A standard of spoken English: From the archive, 15 July 1916
Is it desirable for everybody to speak English in the same accent?
That admirable watchdog of the English language, Professor Brander Matthews, of Columbia University, discusses once again, in the "North American Review," the possibility of attaining a universal standard of pronunciation for our mother tongue. France has done it for hers; Italy and Spain have done it, and Germany, very late in the day, made an attempt to submerge her dialects in a common speech for the educated Teuton. What can we do? It is conceivable that we could establish a standard, and, having done it, make a person brought up in Glasgow or Lancashire talk like a Londoner, and all of them speak so that no one could tell that they had not come from either New York or New South Wales?
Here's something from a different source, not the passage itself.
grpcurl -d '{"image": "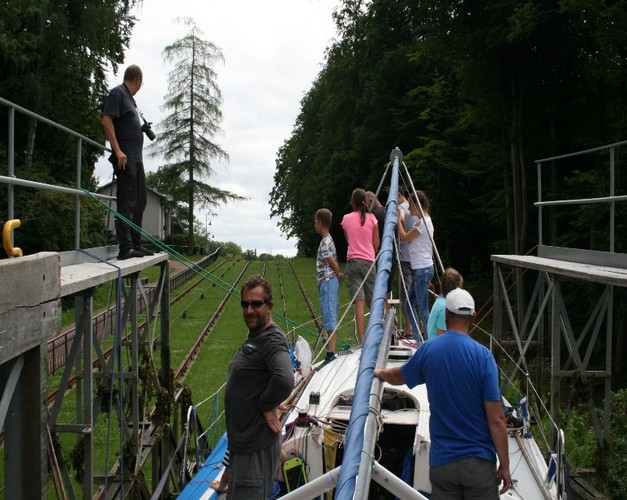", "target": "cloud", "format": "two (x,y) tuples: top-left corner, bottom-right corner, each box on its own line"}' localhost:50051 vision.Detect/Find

(96, 0), (338, 256)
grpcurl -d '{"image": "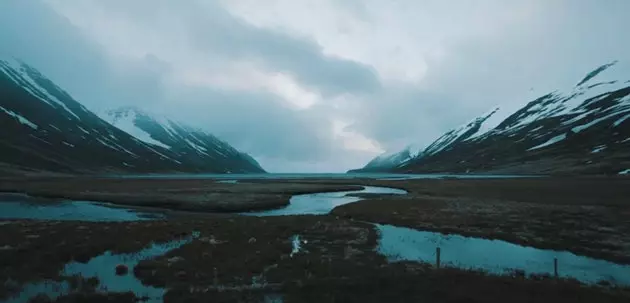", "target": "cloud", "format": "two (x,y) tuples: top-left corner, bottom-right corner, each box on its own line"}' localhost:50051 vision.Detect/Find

The answer is, it is not possible; and even if it were the English-speaking peoples would not want to do it. Most of them delight in the endless variations of spoken English, and if they think about the matter at all they recognise that pronunciation is only one element of an exceedingly complex process in which pace and pitch and cadence all play their part. Professor Matthews, like the rest of us, has in his mind an ideal of perfect English. He would say that it cannot be described, but you know it when you hear it; and he has heard fine speakers from both sides of the Atlantic whose speech "was English pure and simple, not betraying itself as either British or American." They must be excessively rare; indeed, so decisive are the geographical influences that even when no differences of pronunciation are discernible the subtle distinction created by distance almost invariably remains. It is certain, however, that most of the great speakers of the past would have scorned the idea of an academic standard. Gladstone and Bright kept to the last the marks of their northern origin, and we may hazard the guess that they would have been horrified at hearing a speech from Lincoln or Daniel Webster in the accent of Oxford. Regional variations, we may be sure, will not disappear; but it is plain that the schools and other modern influences tend to wear down the greater dialectical differences. The special danger of this country is, however, not the single standard, but something altogether different: a uniform speech for the specially educated, and one of infinite variation for the majority of the nation. And that means a serious obstacle to the establishment of genuine democracy.